The first 20% of tax relief is usually delivered automatically as your pension provider will claim it as tax relief and add it to your pension pot. This is known as ‘relief at source’.
If you are a higher rate or additional rate taxpayer, you can then claim back any further reliefs on your self-assessment tax return. For example, every £1 invested by a higher rate taxpayer in pension contributions is effectively worth about £1.66 and every £1 invested by an additional rate taxpayer is worth around £1.80.
The Income Tax rates are different in Scotland and this means that the tax relief on pension contributions is calculated slightly differently.
- A starter rate taxpayer (in Scotland) pays 19% Income Tax but receives 20% pension tax relief.
- A basic rate taxpayer (in Scotland) pays 20% Income Tax and gets 20% pension tax relief.
- An intermediate rate taxpayer (in Scotland) pays 21% Income Tax and can claim 21% pension tax relief.
- A higher rate taxpayer (in Scotland) pays 41% Income Tax and can claim 41% pension tax relief.
- An additional rate taxpayer (in Scotland) pays 46% income tax and can claim 46% pension tax relief.
The annual allowance for tax relief on pensions has been fixed at £40,000 since 6 April 2014. This means that the most you can pay into pensions in a single tax year is £40,000.
Any contributions over this limit will not attract Income Tax relief and you may also have to pay an annual allowance charge. HMRC does not tax anyone for going over their annual allowance in a tax year if they retired and took all their pension pots because of serious ill health or if they died.
The annual allowance is further reduced for high earners. Since 6 April 2020, the tapered annual allowance increased from £150,000 to £240,000. This means that anyone with income below £240,000 is no longer affected by the tapered annual allowance rules. Those earning over £240,000 will begin to see their £40,000 annual allowance tapered. For every complete £2 income exceeds £240,000 the annual allowance is reduced by £1. The annual allowance can also be lower if the taxpayer flexibly accessed their pension pot.

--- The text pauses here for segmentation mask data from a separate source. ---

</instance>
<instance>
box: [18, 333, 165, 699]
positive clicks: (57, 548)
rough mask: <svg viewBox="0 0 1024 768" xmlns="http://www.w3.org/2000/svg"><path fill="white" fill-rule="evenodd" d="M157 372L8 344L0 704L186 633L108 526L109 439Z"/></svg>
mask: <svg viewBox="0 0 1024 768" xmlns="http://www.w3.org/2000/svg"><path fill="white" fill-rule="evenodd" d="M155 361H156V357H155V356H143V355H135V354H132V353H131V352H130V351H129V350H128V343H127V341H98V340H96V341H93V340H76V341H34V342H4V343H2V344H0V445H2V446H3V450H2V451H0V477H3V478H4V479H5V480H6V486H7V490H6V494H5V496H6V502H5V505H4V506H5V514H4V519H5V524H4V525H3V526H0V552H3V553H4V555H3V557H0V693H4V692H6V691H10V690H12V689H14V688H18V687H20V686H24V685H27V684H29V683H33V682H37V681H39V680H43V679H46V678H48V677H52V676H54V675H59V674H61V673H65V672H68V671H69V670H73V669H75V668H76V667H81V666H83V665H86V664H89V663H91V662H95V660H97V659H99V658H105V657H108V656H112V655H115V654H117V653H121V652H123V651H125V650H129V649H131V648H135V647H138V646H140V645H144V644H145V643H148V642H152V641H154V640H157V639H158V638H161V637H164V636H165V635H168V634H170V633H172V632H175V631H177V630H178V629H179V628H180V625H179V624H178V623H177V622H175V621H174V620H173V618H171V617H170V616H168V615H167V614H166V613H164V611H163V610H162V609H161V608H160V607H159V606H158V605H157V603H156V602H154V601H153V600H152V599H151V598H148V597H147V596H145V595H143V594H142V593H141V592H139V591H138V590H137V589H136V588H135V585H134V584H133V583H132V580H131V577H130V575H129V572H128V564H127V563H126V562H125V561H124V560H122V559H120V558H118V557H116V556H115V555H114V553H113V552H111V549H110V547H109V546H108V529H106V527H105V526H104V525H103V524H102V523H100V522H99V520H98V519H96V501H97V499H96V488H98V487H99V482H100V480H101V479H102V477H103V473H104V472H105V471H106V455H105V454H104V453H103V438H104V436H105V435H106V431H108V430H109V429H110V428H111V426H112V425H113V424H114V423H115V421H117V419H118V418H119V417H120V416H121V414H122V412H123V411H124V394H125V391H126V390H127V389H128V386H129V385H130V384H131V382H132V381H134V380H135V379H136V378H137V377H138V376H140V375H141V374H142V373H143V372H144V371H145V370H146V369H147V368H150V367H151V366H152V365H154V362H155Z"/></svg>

There is also a lifetime limit for tax relief on pension contributions that needs to be considered. The limit is currently £1,073,100 (2020-21). The lifetime allowance is the maximum amount of pension benefit that can be drawn from pension schemes and that can benefit from tax relief.
The rate of tax you pay on pension savings above your lifetime allowance depends on how the money is paid to you - the rate is:
- 55% if you get it as a lump sum; or
- 25% if you get it any other way, for example, pension payments or cash withdrawals.
There is a three-year carry forward rule that allows you to carry forward previous years unclaimed allowances for up to three years. You do not need to report this to HMRC.
If you have unused annual allowances for more than one year, you need to use the allowance in order of earliest to most recent. Any remaining balances can be used in future tax years, subject to the usual time limits.
The calculation of the exact amount of unused annual allowance that can be carried forward can be complicated especially if you are subject to the tapered annual allowance.